Les paroles du Maure s’entendirent haut et fort par la troupe des aveugles: et pendant que ceux-là en une seule voix réfutèrent le propos de leur bourreau masqué, celui-ci tenta dorénavant de se faufiler parmi nous, tout en prétendant qu’il nous quittait, tirant sur l’âne, l’exhortant, d’aller aller, il faut vite s’échapper, cette espèce est dangereuse, vite, allons-nous-en, O Ane!

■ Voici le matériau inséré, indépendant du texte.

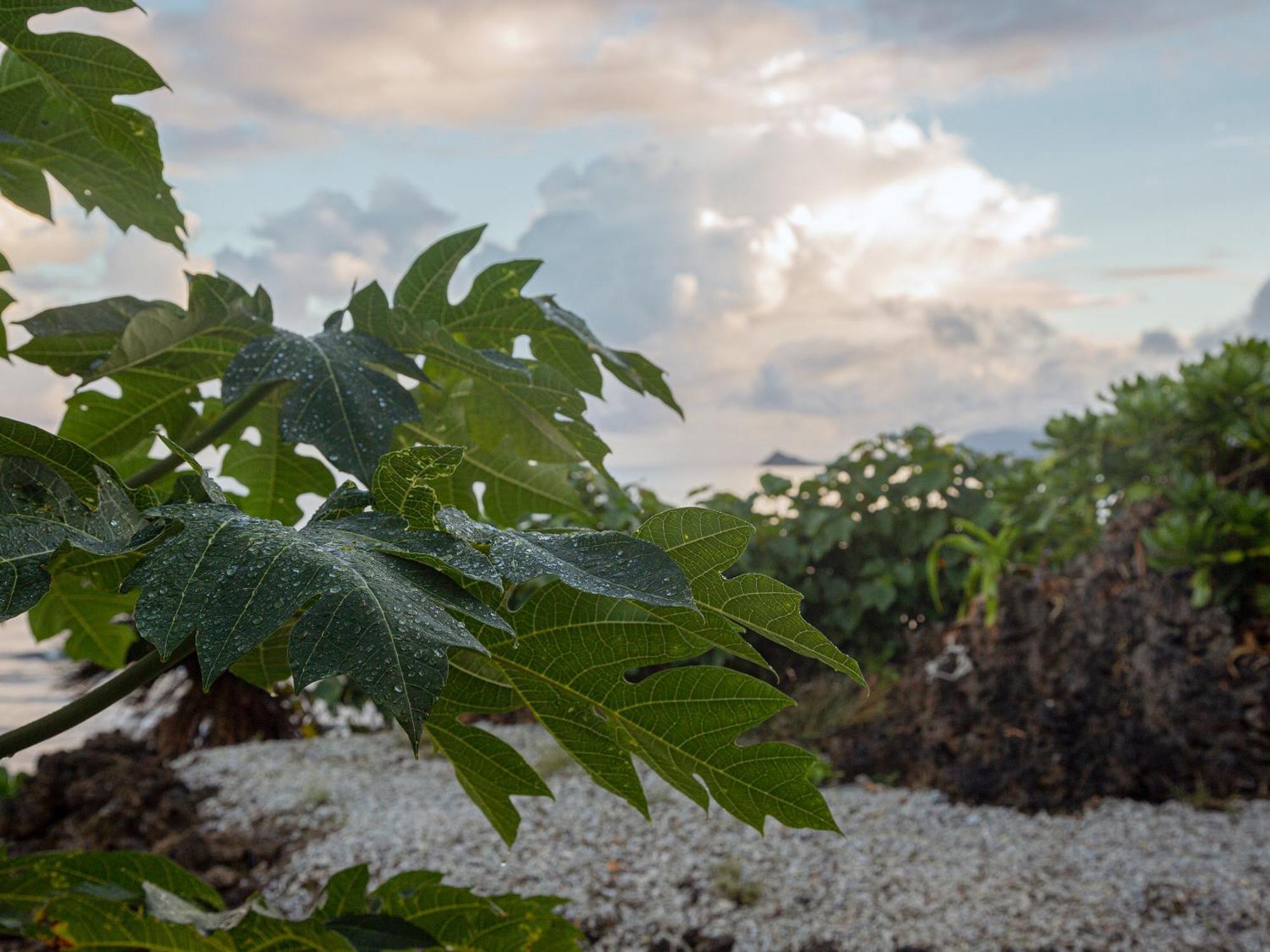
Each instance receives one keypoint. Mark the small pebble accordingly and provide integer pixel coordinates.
(911, 870)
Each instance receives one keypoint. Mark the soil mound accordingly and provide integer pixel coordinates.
(117, 794)
(1102, 681)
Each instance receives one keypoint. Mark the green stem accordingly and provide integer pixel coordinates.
(92, 703)
(233, 416)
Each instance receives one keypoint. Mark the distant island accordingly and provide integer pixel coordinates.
(782, 459)
(1013, 441)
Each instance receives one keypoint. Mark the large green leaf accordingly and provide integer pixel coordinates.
(403, 482)
(234, 581)
(218, 322)
(41, 517)
(59, 114)
(271, 469)
(79, 470)
(72, 340)
(95, 923)
(27, 882)
(130, 901)
(462, 920)
(601, 563)
(338, 400)
(90, 616)
(570, 664)
(514, 487)
(495, 314)
(705, 544)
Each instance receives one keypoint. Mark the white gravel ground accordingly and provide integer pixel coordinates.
(912, 871)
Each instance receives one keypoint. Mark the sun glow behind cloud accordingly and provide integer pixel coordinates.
(811, 263)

‘Not so fast, mon ami,’ élancè-je enfin, le dernier en ligne: ‘Pas si vite!’ Je le retournais par l’épaule, il tenta de s’échapper: de se libérer, mais je le tenais, mon saisissement: en cet Instant, en cette Heure, sur cette colline, face à la plaie, invincible: en une seule voix, celle du silence, tel un glas, tonna notre révolte, notre cri, O métamorphoses malveillantes, une dent de moins ne masque pas la parole, l’administration de notre vision ne se terminera point sur cette note, haha, haha, hahahahaha!…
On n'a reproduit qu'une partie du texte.